My concept of bees is that there are only two types, honeybees and bumble bees. Well, yes, there are spelling bees as well, but my goal this week is to continue writing about the insect type of bee as part of my on-going series inspired by my participation in a master gardener’s program. I am still a student and still learning, with the scope of my ignorance being a perpetually expanding fact that is at the forefront of what I have learned thus far. And my concept of bees fits right in with this measurement of what I do not know.
There are a whole host of bee types and most do not make honey for human consumption. Most don’t live in hives either. In the last class session I found out that what look like small ant hills scattered around my property may indeed be bee abodes as I never see any ants scuttling in and out of them. It seems that a very large segment of the bee species are ground nesters and this not as a colony but as loners with a lifecycle that focuses on the collection of enough nectar to feed its young and perpetuate its kind. This may appear to leave us SOL when it comes to harvesting the type of abundance European honeybees so amply produce. But all bees provide a benefit for us as I was fortunate to learn.
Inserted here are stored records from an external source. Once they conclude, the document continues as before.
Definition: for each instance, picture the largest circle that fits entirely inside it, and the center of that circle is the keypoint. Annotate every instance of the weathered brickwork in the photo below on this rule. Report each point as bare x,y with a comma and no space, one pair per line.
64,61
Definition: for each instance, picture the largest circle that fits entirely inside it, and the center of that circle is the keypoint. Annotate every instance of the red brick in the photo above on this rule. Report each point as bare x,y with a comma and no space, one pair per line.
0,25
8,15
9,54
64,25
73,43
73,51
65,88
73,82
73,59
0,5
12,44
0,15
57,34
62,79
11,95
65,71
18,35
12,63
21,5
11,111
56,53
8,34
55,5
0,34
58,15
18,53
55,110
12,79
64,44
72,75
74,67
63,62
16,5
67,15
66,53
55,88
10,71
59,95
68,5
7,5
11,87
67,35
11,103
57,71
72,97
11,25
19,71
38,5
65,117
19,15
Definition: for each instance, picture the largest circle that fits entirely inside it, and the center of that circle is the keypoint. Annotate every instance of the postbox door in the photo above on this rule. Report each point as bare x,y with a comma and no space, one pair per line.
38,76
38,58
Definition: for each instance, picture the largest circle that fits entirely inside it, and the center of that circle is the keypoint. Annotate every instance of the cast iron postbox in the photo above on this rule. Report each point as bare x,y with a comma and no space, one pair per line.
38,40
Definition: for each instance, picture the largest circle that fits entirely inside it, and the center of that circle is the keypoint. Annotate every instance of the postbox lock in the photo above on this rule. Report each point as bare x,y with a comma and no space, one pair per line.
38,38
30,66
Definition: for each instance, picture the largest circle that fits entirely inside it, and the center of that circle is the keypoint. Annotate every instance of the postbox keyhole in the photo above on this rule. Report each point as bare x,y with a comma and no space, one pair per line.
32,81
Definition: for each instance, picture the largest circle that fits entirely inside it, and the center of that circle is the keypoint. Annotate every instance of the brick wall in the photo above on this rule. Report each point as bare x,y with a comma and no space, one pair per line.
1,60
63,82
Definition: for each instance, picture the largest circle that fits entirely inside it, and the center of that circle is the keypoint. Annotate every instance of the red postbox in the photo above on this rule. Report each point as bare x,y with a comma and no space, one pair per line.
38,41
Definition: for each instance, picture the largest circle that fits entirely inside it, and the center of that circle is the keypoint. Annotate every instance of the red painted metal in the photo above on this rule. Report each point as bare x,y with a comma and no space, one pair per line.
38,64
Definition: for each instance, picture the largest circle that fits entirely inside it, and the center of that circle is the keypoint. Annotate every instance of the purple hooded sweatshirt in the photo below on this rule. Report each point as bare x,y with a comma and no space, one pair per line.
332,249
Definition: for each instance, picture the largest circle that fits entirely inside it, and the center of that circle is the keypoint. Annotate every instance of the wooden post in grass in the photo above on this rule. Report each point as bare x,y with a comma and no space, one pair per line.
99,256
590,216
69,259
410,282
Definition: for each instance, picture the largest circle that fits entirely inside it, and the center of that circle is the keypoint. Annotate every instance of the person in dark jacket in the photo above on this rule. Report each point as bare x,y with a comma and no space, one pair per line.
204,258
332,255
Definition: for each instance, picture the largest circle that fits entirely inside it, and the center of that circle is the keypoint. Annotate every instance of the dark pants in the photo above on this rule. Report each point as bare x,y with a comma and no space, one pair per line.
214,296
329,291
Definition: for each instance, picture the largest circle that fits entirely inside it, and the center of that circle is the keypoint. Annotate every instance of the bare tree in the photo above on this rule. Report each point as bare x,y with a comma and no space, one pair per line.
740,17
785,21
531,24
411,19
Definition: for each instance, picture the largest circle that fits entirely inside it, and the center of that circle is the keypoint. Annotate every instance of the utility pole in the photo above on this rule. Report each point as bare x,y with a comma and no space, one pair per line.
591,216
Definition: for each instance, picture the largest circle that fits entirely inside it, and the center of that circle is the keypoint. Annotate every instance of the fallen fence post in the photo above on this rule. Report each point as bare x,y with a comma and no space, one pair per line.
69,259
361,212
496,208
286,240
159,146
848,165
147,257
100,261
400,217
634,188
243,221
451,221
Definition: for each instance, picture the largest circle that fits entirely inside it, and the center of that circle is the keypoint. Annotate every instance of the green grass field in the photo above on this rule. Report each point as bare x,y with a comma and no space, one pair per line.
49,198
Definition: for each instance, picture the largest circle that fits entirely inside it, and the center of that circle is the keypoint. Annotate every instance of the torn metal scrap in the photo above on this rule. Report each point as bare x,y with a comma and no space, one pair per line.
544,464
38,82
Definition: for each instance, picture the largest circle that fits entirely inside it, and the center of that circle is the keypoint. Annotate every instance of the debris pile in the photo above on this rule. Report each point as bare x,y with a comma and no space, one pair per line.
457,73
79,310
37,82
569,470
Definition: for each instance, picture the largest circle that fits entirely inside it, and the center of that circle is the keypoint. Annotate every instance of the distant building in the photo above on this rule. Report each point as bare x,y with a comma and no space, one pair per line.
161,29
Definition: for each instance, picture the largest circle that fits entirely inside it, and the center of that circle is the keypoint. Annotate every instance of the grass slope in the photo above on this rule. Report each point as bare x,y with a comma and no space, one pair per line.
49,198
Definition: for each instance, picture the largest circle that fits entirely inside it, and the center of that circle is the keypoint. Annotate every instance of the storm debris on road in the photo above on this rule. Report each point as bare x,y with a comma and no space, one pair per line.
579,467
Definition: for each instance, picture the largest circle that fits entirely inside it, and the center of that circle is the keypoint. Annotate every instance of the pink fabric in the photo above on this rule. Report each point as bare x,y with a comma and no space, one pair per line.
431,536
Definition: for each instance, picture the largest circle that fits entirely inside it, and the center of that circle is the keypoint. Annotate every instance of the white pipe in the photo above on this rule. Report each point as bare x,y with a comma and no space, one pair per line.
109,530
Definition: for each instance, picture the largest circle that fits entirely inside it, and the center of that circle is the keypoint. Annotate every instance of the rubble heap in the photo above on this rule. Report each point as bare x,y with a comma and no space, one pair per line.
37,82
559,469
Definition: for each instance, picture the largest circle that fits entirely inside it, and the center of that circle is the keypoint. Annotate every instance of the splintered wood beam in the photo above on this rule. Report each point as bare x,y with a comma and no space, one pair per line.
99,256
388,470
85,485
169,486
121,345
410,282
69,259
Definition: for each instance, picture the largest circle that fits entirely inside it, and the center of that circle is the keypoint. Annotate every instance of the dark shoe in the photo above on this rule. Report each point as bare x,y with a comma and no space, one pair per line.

Bees have two types of eyes, each type with its own distinct function. The smaller ocelli help them maintain their stability during flight, to navigate on their journey and to detect the UV color of flowers, which helps them to hone in on the best repositories of the desired nectar. The larger compound eyes, with thousands of tiny lenses, or facets, serve as their GPS system. So these guys come well equipped to do what their lives were intended to do. And while they may not be producing the delicious excretion we have come to cherish as a sweetener for everything we eat, they still provide a benefit to us, especially for those of us who are flower lovers.
Bees are masters at promoting the pollination process. Without them our lives would be less colorful, aromatic and diverse. Knowing what their likes and dislikes are can allow us to help them help themselves to a plentiful food supply, while they carry the much needed pollen from flower to flower.
Bees will visit a single flower type on a given forage flight. Planting large clusters of the same flower will facilitate this habit, while making sure that pollen is not wasted if the bees are forced to visit other flower types before being sated. Certain flowers make easy targets for the bees by having a literal bulls-eye at the heart of the flower, which is readily detectable with the bees’ keen UV detector system. And they like flowers with larger petals to serve as landing pads for them.
A compassionate gardener can take this information and put it into a landscaping design that will benefit the bees while creating a lovely, well pollinated garden fulfilling the gardener’s passion. But there is one more factor to keep in mind if helping bees help you is a goal. The best flowers don’t bloom all season long. So one more element to include when devising your own personal Eden is to plant a variety of flowers where some bloom in the spring, others in the summer and still others in the fall. This will give the bee a season long opportunity to feast, while keeping your garden colorful with blossoms that add a rich variety which is pleasing to the eye. Then we will learn that working in harmony can make the sweat equity of bee and human alike something sweet and well worth the effort.